My interest is slightly more in how communication functions socially and not in the technical side. But these two are usually more or less inseparable. The technical communication theories don’t satisfy me. But then again the purely social semiotic models don’t feel right either. Both sides seem to be too radical. The truth probably lies somewhere in-between them.
The communication which interest me is always mediated. In other words, it’s never a live situation from person to person, but happens through some form of media. However, there are many, many different kind of media research fields out there. One can concentrate on media studies, media culture, media technologies, media usage, and so on. Because of this ambiguity of what ‘media research’ actually means, I usually emphasise the visual communication aspect of my work. But media is always there in my work. Either in the forefront, or at least lurking behind the corner in some way.
Instead of just concentrating on one field of design, for example graphic design, it is often much more interesting and fruitful to approach the task from the point of view of information design. Here the main question is that how to communicate as effectively as possible. Only after this is settled, we can choose the right medium for the task.
Typography is over 500 years old, but the field of typographic research is not very developed. It is an interesting field connected to other areas of design research, aesthetics, and our everyday life.
Theory, history, and philosophy
I am deeply moved by theoretical questions of communication and design. They are always present even in the work of a regular designer but I want to go further. I am not interested in whether the theory has something to offer for the practical work. The theories can be important themselves. Without history the understanding of today’s design and theoretical movements would be impossible.
Philosophy could be said to be part of theory, but not all theory is philosophy. And that is why I wish to mention them separately. I am especially interested in branches like Husserlian phenomenology and Philosophy of Mind.
I always thought that I wouldn’t want to engage with the business side of design. But, it turns out, branding is very close to many philosophical questions which I find interesting. This is because branding is essentially about abstract ideas in the minds of consumers, and therefore it has links to phenomenology, philosophy of mind, metaphoric thought, and so on. Because of this branding became a major part of my PhD thesis and is likely to reappear in my future works as well.
Design research and meta-discussion
There is a quite a lot of diversity in what terms people and departments use to describe themselves in my field.
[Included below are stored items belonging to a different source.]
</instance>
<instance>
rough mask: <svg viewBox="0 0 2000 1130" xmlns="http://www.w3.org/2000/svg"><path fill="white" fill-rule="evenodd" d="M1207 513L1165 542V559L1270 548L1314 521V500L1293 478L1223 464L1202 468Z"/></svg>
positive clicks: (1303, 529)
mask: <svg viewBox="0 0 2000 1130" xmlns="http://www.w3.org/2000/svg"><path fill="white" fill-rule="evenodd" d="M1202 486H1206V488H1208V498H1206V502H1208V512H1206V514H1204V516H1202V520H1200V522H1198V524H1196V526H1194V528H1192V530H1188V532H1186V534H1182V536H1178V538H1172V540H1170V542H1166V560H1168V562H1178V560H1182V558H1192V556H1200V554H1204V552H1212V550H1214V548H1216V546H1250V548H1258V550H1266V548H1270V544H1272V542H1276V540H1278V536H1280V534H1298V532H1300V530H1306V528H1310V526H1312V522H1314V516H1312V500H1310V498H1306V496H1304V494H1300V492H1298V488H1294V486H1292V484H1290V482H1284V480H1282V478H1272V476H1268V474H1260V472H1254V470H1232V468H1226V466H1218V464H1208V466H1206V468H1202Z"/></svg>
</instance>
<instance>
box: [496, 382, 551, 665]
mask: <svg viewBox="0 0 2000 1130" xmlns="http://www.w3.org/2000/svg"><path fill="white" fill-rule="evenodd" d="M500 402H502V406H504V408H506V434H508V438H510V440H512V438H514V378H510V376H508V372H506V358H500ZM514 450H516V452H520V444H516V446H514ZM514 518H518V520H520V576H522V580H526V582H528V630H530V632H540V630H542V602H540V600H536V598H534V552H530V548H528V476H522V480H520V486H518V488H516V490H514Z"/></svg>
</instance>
For example, some talk of graphic or visual design, while others prefer wider terms like visual communication. All these things, as well as the ones mentioned in the sections above, can be put under the label of design research. Because of this I quite often use design research as a shorthand to describe what I do. This leads to another research interest of mine, which is meta-discussions. By this I mean that I want to participate in the contemporary debates about what design research (or whatever you prefer to call it) actually is, how do we do it, do we have a paradigm, how do we teach it, and so on.